Que m'arrivait‑il ? Les souvenirs refusaient de se frayer un chemin dans mon esprit. Je me rappelais de mes deux apprenties dans le bar, de ma discussion avec Linsey dehors, puis... plus rien.

Le miaulement d'un chat déchira le silence. J'ouvris les yeux. De couleur noire, le félin me fixait de ses grands yeux verts. Il était étrangement semblable à celui que j'avais vu dans la ruelle. Avant que je puisse réagir, il disparut dans ce qui ressemblait à de hautes herbes jaunies.

Je ne me trouvais plus au club.

Étonnamment, ce ne fut pas cette certitude qui me terrifia le plus.

Ce fut moi. Ou plutôt, le changement que je ressentais à l'intérieur de moi. Impossible de le qualifier, de savoir exactement ce qui clochait mais j'étais différente...

La vache, Elana, c'est le plus mauvais trip de ton existence.

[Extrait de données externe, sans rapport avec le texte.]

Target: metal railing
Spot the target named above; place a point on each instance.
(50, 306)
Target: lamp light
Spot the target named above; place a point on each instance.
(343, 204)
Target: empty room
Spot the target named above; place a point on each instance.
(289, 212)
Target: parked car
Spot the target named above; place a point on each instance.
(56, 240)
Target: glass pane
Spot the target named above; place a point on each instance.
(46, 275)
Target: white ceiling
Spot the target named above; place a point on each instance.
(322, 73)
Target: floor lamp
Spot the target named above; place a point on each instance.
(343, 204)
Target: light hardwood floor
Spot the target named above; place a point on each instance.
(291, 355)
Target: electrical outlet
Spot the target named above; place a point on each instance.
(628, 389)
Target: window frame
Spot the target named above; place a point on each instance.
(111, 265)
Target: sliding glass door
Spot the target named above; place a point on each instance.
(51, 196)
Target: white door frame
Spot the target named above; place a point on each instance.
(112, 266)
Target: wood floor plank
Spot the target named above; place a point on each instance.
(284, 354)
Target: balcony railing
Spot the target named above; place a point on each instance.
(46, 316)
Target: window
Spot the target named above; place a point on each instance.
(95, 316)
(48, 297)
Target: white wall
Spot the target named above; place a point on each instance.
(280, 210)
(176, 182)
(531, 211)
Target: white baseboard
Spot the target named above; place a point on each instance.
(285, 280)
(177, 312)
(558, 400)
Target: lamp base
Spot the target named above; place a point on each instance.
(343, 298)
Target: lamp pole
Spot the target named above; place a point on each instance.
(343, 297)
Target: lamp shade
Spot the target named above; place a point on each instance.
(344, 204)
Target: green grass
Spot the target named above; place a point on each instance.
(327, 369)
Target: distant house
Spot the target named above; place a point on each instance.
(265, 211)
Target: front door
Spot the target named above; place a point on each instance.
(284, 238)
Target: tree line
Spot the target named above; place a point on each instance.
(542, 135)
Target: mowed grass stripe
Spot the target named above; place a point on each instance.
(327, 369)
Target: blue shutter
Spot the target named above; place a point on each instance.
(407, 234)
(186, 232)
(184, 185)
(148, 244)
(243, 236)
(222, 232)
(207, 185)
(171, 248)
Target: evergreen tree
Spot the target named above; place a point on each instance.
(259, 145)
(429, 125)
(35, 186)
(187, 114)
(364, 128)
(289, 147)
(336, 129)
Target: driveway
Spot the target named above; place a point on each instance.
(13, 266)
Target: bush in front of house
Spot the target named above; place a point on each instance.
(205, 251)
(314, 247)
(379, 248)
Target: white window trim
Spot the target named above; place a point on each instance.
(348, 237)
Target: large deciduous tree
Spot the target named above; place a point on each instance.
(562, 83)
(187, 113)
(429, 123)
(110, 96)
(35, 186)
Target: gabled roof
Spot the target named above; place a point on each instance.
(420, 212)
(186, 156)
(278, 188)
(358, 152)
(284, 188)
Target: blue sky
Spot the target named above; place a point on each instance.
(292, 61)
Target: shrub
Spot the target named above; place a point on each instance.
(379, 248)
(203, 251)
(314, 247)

Quelle drogue avais‑je consommée ? Parce que, oui, je ne comprenais pas grand‑chose en dehors d'un fait évident : on m'avait droguée.

Les souvenirs refusaient toujours de remonter à la surface, bloqués par un cadenas invisible. Un mauvais pressentiment éveilla une peur brutale qui se tenait recroquevillée au fond de mes tripes, telle un chien terrifié. Sans que je sache pourquoi, des larmes coulèrent sur mes joues.

Il s'était passé quelque chose de terrible.

Mais quoi ?

Je m'assis sur le sol caillouteux et parcourus du regard le paysage désolé qui m'entourait... avant de me contracter à la vue de mon jean baissé sur mes chevilles et de mon tee‑shirt couvert de sang.

Mon mauvais pressentiment se mua doucement en une terrible conviction. Une terreur sourde m'assaillit. Je posai une main sur ma bouche pour ne pas crier. En vain. Un sanglot me déchira la poitrine et je sentis des mains invisibles empoigner mes seins.

Des mains glaciales, avides, meurtrières.

Je remontai maladroitement mon jean sur mes hanches et me recroquevillai en position fœtale. Parce que c'était tout ce dont j'étais capable à cet instant‑là. Pleurer, me débattre avec ces images atroces dans ma tête, me convaincre que tout ceci n'était pas réel.

Impossible. Impossible, impossible, impossible...

Mes doigts tremblaient. Non, mon corps entier tremblait. Ce corps qui me semblait si étranger.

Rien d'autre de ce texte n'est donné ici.